Cesarean Section Clinical Trial
Official title:
Role of Co-administered Dexamethasone in Transversus Abdominis Plane Block After Cesarean Section: A Randomized, Double-blind Controlled Trial
Our aim to study the efficacy of bupivacaine 0.25% with dexamethasone and that of bupivacaine
0.25% alone in transversus abdominis plane (TAP) block for postoperative analgesia in
patients undergoing an elective Caesarean section.
- Group 1: bupivacaine 0.25% + dexamethasone 8 mg
- Group 2: bupivacaine 0.25% A prospective Randomized Interventional double-blind study.

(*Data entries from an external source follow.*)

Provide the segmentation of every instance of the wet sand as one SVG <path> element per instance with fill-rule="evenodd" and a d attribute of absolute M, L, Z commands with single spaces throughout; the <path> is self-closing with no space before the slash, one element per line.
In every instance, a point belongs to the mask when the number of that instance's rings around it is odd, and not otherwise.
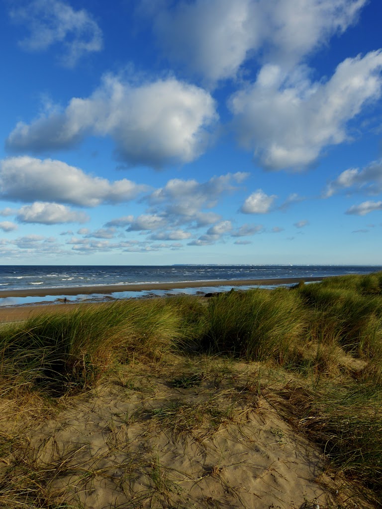
<path fill-rule="evenodd" d="M 269 279 L 230 279 L 217 281 L 187 281 L 179 282 L 133 283 L 131 285 L 108 285 L 100 286 L 61 287 L 56 288 L 31 288 L 28 290 L 0 290 L 0 298 L 8 297 L 44 297 L 47 295 L 79 295 L 116 292 L 139 292 L 140 290 L 174 288 L 198 288 L 203 287 L 252 286 L 258 285 L 291 284 L 299 281 L 320 281 L 323 277 L 289 277 Z"/>
<path fill-rule="evenodd" d="M 47 295 L 79 295 L 103 294 L 105 296 L 116 292 L 139 292 L 140 290 L 171 290 L 174 288 L 199 288 L 204 287 L 251 286 L 292 284 L 299 281 L 319 281 L 323 277 L 285 278 L 269 279 L 234 279 L 218 281 L 193 281 L 187 282 L 143 283 L 132 285 L 113 285 L 107 286 L 65 287 L 58 288 L 32 288 L 30 290 L 0 291 L 0 298 L 9 297 L 45 297 Z M 0 307 L 0 323 L 26 320 L 35 315 L 47 313 L 69 313 L 78 306 L 97 306 L 100 303 L 56 302 Z"/>

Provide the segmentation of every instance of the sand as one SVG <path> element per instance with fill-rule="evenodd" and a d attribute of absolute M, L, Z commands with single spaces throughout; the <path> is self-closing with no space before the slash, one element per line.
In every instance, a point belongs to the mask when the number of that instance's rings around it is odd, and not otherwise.
<path fill-rule="evenodd" d="M 354 506 L 323 451 L 279 414 L 271 390 L 249 385 L 254 365 L 198 367 L 201 383 L 182 388 L 174 380 L 184 363 L 164 375 L 128 366 L 34 427 L 31 461 L 53 472 L 52 499 L 85 509 Z"/>
<path fill-rule="evenodd" d="M 318 281 L 322 277 L 306 277 L 304 281 Z M 256 285 L 272 285 L 291 284 L 303 280 L 301 278 L 291 277 L 283 279 L 235 279 L 219 281 L 197 281 L 184 282 L 144 283 L 132 285 L 114 285 L 107 286 L 63 287 L 61 288 L 32 288 L 28 290 L 8 290 L 0 291 L 0 298 L 9 297 L 45 297 L 47 295 L 90 295 L 93 293 L 103 294 L 105 296 L 116 292 L 138 292 L 144 290 L 171 290 L 174 288 L 198 288 L 206 287 L 220 286 L 250 286 Z M 14 305 L 0 307 L 0 323 L 17 322 L 27 319 L 29 317 L 40 313 L 68 313 L 78 306 L 97 305 L 97 304 L 69 303 L 59 304 L 46 302 L 36 304 Z"/>
<path fill-rule="evenodd" d="M 46 295 L 79 295 L 101 293 L 107 295 L 116 292 L 139 292 L 143 290 L 171 290 L 173 288 L 198 288 L 199 287 L 256 286 L 258 285 L 290 284 L 299 281 L 320 281 L 323 277 L 289 277 L 269 279 L 231 279 L 219 281 L 190 281 L 166 283 L 133 283 L 129 285 L 108 285 L 99 286 L 62 287 L 57 288 L 31 288 L 28 290 L 3 290 L 0 298 L 7 297 L 44 297 Z"/>
<path fill-rule="evenodd" d="M 0 309 L 0 320 L 78 305 L 99 304 L 14 306 Z M 278 391 L 289 378 L 267 381 L 266 373 L 255 362 L 190 353 L 162 365 L 133 359 L 98 387 L 41 414 L 33 401 L 23 406 L 6 396 L 3 435 L 12 436 L 13 422 L 26 427 L 18 456 L 0 458 L 0 484 L 5 476 L 4 486 L 12 486 L 14 475 L 22 496 L 37 490 L 47 507 L 370 507 L 283 413 Z M 197 383 L 179 384 L 195 373 Z M 0 491 L 0 506 L 16 507 L 15 496 Z"/>

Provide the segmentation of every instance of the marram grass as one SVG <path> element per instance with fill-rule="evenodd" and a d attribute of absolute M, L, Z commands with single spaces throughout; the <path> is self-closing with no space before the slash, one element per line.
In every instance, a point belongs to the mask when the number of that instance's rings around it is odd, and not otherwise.
<path fill-rule="evenodd" d="M 4 326 L 0 400 L 78 393 L 134 360 L 160 367 L 174 354 L 270 363 L 288 374 L 294 382 L 279 395 L 291 420 L 382 505 L 382 273 L 79 306 Z M 203 378 L 193 373 L 193 383 Z M 17 448 L 12 437 L 0 438 L 6 451 Z"/>

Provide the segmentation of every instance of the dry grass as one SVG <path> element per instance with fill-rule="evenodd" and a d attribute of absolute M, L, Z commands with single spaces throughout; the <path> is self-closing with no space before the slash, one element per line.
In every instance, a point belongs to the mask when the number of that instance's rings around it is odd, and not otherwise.
<path fill-rule="evenodd" d="M 174 447 L 177 440 L 207 443 L 233 427 L 244 434 L 238 440 L 248 441 L 249 416 L 260 418 L 269 405 L 322 448 L 337 486 L 347 483 L 350 501 L 335 497 L 328 509 L 353 506 L 354 490 L 364 506 L 380 506 L 381 288 L 380 274 L 333 278 L 208 301 L 121 302 L 2 327 L 0 507 L 79 507 L 81 493 L 116 482 L 111 467 L 100 466 L 112 453 L 129 507 L 193 506 L 182 490 L 207 477 L 244 506 L 219 461 L 194 476 L 175 474 L 150 440 L 157 434 L 172 437 Z M 36 423 L 43 426 L 111 384 L 132 407 L 110 418 L 107 453 L 84 465 L 90 446 L 83 444 L 52 449 L 42 461 L 28 438 Z M 151 444 L 143 456 L 129 434 L 134 427 L 142 443 Z M 279 439 L 275 443 L 287 443 Z M 220 503 L 206 498 L 200 506 Z"/>

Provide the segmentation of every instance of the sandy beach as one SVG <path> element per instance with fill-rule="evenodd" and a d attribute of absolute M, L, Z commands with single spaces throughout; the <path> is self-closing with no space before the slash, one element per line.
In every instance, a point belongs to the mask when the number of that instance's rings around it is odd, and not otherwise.
<path fill-rule="evenodd" d="M 304 281 L 319 281 L 323 277 L 306 277 Z M 192 281 L 185 282 L 142 283 L 132 285 L 115 285 L 102 286 L 63 287 L 57 288 L 31 288 L 28 290 L 0 291 L 0 299 L 6 297 L 45 297 L 48 295 L 78 295 L 103 294 L 105 296 L 117 292 L 139 292 L 155 290 L 171 290 L 173 289 L 198 288 L 221 286 L 251 286 L 292 284 L 303 280 L 301 278 L 267 279 L 235 279 L 222 281 Z M 0 322 L 4 323 L 26 320 L 29 317 L 40 313 L 68 313 L 78 306 L 94 306 L 99 303 L 75 302 L 58 303 L 47 302 L 0 307 Z"/>
<path fill-rule="evenodd" d="M 268 279 L 230 279 L 215 281 L 187 281 L 163 283 L 132 283 L 129 285 L 108 285 L 94 286 L 60 287 L 54 288 L 28 288 L 26 290 L 3 290 L 0 298 L 7 297 L 44 297 L 46 295 L 79 295 L 93 293 L 107 295 L 116 292 L 139 292 L 150 290 L 172 290 L 174 288 L 197 288 L 199 287 L 252 286 L 259 285 L 290 284 L 299 281 L 320 281 L 323 277 L 290 277 Z"/>

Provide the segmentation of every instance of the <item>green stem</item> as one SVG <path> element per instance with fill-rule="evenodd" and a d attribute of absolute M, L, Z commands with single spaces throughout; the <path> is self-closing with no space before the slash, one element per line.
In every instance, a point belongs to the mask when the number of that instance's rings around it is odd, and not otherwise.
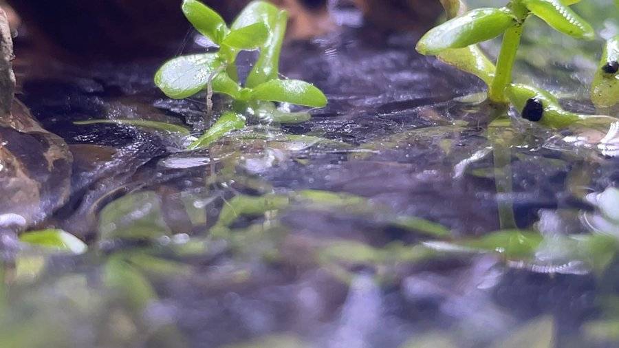
<path fill-rule="evenodd" d="M 507 102 L 505 89 L 512 83 L 512 69 L 516 61 L 516 52 L 520 46 L 522 23 L 509 28 L 503 36 L 503 44 L 497 61 L 497 73 L 488 91 L 488 98 L 496 102 Z"/>

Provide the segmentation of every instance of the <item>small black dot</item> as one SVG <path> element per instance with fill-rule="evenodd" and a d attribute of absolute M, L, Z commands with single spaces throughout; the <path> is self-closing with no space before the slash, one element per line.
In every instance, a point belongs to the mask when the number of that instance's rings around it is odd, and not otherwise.
<path fill-rule="evenodd" d="M 522 109 L 522 118 L 532 122 L 541 120 L 544 113 L 544 105 L 537 98 L 532 98 Z"/>
<path fill-rule="evenodd" d="M 617 61 L 609 62 L 602 67 L 602 71 L 606 74 L 617 74 L 619 71 L 619 63 Z"/>

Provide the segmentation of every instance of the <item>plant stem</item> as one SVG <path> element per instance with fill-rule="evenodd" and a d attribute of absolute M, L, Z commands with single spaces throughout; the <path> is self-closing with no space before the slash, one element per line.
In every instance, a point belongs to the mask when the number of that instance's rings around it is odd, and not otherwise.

The pain and discomfort following cesarean delivery are mostly due to the abdominal wall
incision and dissection of muscles; it delays early ambulation and breastfeeding. This can
lead to postoperative complications such as thromboembolic disorders. So, providing an
effective and safe postoperative analgesic method seems to be mandatory. Opioid analgesia
remains the most effective means of relieving pain in a wide variety of conditions; however,
it may cause adverse effects such as nausea, vomiting, pruritus, urinary retention, and
respiratory depression. As the analgesia and the side effects of opioids are dose-dependent,
a multimodal approach may enhance analgesia, which in turn would decrease the side effects .
Mc Donnell and colleagues have reported that a transversus abdominis plane (TAP) block can
decrease the postoperative pain following abdominal surgery. The landmarks of this block were
first described in 2001 by Rafi. The TAP block has been performed for postoperative analgesic
control in patients undergoing radical prostatectomy, hysterectomy, cesarean delivery under
spinal anesthesia, and laparoscopic surgery.